Kang Abay mengatakan sengaja menempatkan bab tentang "Kehilangan" di awal ceritanya, karena ingin menjadikan ikhlas sebagai poin besar dalam kehilangan itu sendiri. Kita gagal move on karena belum ikhlas dalam cinta, akan lebih tidak ikhlas ketika keilangannya. Sedangkan yang kita khawatirkan itu semuanya titipan. Sekalipun itu anak dan istri, itulah titipan dari Allah.

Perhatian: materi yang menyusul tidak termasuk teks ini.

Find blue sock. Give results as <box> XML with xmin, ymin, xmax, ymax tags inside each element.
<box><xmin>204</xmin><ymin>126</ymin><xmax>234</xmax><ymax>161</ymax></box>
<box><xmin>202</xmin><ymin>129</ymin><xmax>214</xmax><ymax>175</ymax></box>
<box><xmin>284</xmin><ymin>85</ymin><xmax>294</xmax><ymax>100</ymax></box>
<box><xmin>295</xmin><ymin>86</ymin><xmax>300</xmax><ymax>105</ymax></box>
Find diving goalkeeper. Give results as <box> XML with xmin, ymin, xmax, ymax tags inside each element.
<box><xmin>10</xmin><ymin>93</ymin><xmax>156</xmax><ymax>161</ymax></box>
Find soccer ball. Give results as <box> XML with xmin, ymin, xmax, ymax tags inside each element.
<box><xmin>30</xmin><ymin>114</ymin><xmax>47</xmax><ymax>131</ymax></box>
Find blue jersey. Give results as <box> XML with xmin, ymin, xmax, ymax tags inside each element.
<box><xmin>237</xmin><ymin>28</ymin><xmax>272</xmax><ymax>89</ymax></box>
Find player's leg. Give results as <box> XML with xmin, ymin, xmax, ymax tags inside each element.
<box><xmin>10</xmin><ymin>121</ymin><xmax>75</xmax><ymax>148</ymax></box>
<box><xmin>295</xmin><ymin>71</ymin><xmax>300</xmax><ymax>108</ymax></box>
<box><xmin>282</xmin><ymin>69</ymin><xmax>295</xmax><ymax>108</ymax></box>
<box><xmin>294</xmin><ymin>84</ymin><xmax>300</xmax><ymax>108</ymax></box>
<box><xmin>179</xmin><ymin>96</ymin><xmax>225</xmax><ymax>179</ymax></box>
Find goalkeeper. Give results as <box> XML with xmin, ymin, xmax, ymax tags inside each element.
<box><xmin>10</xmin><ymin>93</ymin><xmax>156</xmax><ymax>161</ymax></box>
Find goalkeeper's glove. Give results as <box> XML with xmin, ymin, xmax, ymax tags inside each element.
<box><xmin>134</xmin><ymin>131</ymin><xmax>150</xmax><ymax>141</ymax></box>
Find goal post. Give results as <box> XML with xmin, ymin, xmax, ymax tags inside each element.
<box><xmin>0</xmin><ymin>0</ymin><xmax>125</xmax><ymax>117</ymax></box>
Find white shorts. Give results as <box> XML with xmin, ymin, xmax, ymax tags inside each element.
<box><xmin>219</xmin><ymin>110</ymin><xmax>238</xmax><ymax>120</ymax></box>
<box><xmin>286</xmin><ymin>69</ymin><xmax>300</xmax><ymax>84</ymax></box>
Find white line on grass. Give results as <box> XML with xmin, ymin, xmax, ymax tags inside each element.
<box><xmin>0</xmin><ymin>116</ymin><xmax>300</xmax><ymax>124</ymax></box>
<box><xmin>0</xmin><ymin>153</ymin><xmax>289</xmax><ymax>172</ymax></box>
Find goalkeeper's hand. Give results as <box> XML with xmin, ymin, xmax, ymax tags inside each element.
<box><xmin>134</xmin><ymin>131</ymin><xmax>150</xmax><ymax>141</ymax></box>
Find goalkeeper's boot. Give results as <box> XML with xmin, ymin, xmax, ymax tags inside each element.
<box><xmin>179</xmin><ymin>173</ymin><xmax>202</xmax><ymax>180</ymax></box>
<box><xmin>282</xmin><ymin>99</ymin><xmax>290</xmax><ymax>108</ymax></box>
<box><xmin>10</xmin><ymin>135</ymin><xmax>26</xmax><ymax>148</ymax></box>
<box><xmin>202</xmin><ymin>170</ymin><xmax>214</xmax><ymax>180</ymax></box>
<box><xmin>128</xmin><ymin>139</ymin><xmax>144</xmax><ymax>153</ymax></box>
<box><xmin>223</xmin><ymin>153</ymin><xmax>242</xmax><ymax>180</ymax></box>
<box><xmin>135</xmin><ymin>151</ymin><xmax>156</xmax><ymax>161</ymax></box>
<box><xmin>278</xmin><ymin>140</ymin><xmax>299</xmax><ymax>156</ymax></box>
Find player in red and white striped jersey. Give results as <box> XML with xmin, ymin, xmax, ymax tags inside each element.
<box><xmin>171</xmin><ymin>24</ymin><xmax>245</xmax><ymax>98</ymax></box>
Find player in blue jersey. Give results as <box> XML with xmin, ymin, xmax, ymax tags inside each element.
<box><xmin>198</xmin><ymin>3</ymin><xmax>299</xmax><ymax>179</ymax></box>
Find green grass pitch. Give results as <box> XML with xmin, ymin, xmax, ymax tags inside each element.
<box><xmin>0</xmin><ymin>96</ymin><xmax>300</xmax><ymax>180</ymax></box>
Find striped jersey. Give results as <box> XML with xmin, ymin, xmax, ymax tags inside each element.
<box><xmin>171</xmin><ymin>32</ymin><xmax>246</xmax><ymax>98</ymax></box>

Kehilangan memang menyedihkan jika itu milik kita. Masalahnya kan kita tidak pernah memiliki apa-apa kecuali nyawa, pada akhirnya nyawa itu juga milik Allah. Yang kita tangisi adalah kebohongan.
Perihal cita dan cinta, pesan terbesarnya adalah meninggikan peran ikhtiar dan doa. Ada tekanan intonasi dari Kang Abay ketika mengatakan "jangan dulu bicara takdir sebelum doa dan ikhtiar berakhir". Mari kita tunjukan pada Allah inilah usaha kita. Usaha terbaik, doa terbaik. Bangun tengah malam tidak ada yang tahu, kita berdoa tidak ada yang tahu. Masih banyak yang kita citakan, dan banyak juga beberapa yang sudah gugur, lewat batas deadline. Mungkin tidak penting baik kita, buruk kita. toh, orang-orang acuh saja.
Fokus pada tujuan, maksimalkan ikhtiar. Mungkin kita diacuhkan, tapi disana ada tujuan. Itulah arah kita, sedangkan acuhan adalah warnanya. Kesibukan kita juga akan dibicarakan, padahal tujuan masih jauh kita capai. Kenapa lemah saat ikhtiar dan doa sedang berlangsung. Tenang, takdir bisa saja memihak. Mungkin Bos di tempat kita bekerja sedang mengusahakan kita, atau orang yang kita cintai juga sedang mendoakan masa depan dengan kita. Teruslah berhusnuzan.
Saya kira inilah nikmat menjadi seorang muslim. Kita diberi keluangan seluas-luasnya untuk berjuang dan berdoa. Lalu disana kebaikan bertebaran. Saar berhasil itulah kejutan dari Allah, saar gagal Allah sedang mengarahkan kita kepada tujuan yang lebih baik. Nikmat sekali bukan. Tidak ada keraguan, tidak ada prasangka buruk.
Masih banyak yang harus digali dari "Cinta dalam Ikhlas".
Semoga terus kita bercita dan bercinta.